The opinion has potentially huge implications for the battle against serious crime in Ireland and all EU member states.

While the opinion is not binding on the ECJ, it appears unlikely, given its case law since 2014, the ECJ’s final judgment will not be in line with the opinion.

However, legal sources caution that the ultimate ECJ and Supreme Court decisions on Dwyer’s data appeal may not be determinative of his separate appeal against his murder conviction.

“The Court of Appeal will decide on the admissibility of the phone evidence, there is other evidence beyond phone evidence and the ultimate decision on whether or not the conviction is safe will be for the appeal court,” one source stressed.

Mobile phone data played an important role in securing Dwyer’s 2015 conviction for the murder of childcare worker Elaine O’Hara in August 2012.

In 2018, the High Court upheld Dwyer's claim that the 2011 Irish law under which the metadata was held breached EU law. The Irish law was based on a 2006 EU directive on data retention struck down by the ECJ in 2014, in a case by Digital Rights Ireland, on grounds the universal and indiscriminate retention of mobile phone and internet data breached privacy and data protection rights.

The High Court held the 2011 law was contrary to EU privacy law because it allowed for indiscriminate data retention without adequate safeguards, including a prior independent overview of data access requests.

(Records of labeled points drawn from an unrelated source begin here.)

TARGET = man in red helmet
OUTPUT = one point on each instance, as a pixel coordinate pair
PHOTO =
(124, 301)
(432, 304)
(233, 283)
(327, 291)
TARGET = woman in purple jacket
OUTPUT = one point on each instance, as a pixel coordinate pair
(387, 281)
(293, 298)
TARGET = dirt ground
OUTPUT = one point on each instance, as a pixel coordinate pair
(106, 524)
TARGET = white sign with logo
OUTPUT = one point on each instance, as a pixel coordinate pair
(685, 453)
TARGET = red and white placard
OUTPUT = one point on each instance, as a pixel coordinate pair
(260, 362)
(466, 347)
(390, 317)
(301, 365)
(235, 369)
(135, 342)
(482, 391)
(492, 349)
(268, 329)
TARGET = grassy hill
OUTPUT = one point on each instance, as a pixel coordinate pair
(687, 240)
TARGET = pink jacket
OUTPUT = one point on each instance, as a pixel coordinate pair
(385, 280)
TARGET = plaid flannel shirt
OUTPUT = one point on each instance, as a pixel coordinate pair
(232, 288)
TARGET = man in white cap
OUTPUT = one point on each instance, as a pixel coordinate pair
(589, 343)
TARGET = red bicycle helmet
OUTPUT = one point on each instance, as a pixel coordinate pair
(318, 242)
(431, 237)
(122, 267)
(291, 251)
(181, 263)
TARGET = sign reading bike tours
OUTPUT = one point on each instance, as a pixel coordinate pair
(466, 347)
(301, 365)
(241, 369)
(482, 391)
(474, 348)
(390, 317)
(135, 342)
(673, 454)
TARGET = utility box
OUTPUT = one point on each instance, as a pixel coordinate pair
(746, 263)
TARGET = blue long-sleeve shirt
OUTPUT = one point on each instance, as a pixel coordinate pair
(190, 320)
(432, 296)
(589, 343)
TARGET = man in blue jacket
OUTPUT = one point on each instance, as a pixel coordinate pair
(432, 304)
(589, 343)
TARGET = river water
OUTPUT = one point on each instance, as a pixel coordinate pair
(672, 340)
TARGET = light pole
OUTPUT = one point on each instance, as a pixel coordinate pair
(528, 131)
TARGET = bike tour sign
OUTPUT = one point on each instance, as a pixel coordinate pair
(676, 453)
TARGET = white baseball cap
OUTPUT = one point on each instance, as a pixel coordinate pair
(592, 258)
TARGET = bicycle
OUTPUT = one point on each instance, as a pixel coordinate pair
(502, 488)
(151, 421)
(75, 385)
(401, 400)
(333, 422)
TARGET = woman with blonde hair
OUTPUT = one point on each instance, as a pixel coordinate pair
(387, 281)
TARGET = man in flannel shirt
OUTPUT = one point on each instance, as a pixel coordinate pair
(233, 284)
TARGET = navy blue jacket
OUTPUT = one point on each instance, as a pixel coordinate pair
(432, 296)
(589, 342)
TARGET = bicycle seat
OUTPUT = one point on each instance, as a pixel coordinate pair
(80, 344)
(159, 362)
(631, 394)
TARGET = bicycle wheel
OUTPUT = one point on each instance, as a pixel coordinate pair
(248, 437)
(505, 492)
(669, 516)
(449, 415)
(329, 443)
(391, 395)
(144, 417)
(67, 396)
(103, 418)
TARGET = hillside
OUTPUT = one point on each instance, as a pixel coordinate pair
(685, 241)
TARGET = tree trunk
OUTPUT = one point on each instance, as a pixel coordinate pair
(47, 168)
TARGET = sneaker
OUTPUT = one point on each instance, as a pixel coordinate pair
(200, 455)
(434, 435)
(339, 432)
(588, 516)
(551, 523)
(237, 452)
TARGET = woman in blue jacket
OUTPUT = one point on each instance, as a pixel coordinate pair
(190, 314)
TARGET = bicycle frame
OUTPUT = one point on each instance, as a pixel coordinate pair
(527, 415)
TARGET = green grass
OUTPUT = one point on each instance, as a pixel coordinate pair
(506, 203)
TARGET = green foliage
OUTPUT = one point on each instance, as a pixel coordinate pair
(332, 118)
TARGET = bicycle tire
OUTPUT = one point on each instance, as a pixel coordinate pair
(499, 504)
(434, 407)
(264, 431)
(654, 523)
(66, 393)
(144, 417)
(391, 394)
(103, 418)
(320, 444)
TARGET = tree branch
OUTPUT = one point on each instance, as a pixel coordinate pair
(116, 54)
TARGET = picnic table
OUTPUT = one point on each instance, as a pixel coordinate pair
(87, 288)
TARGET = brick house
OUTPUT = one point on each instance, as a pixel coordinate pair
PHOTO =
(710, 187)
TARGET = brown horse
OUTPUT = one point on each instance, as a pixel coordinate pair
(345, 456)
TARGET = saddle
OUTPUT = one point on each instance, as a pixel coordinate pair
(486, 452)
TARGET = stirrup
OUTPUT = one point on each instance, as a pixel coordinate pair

The State appealed to the Supreme Court which referred issues of EU law to the ECJ.

The ECJ’s judgment on those and similar issues in cases referred by the German and French courts is expected within months.

Last October, in its judgment on two separate cases, the ECJ confirmed that EU law precludes national law requiring an electronic communications services provider to carry out indiscriminate transmission or retention of traffic and location data for combating crime in general or safeguarding national security.

It provided for derogations allowing member states, where there is a “genuine” national security threat, to allow for time-limited indiscriminate retention of data and for targeted and expedited data retention for combating serious crime and preventing serious threats to public security.

Such interference with fundamental rights must be subject to effective safeguards and be reviewed by a court or independent authority, the ECJ said.

Following the October judgment, the ECJ asked the Supreme Court whether it still wanted an answer to the questions referred in the Dwyer case. The Supreme Court said it did.

The advocate general’s opinion trenchantly confirms the ECJ position as outlined in the October judgments and earlier case law and effectively amounts to: “We told you so.”

The effect is that the Supreme Court has been left with little room to manoeuvre when finally determining Dwyer’s appeal, a data expert believes.

“The Attorney General has asked the Supreme Court to interpret European law on this matter when what the Supreme Court must do is apply that law.”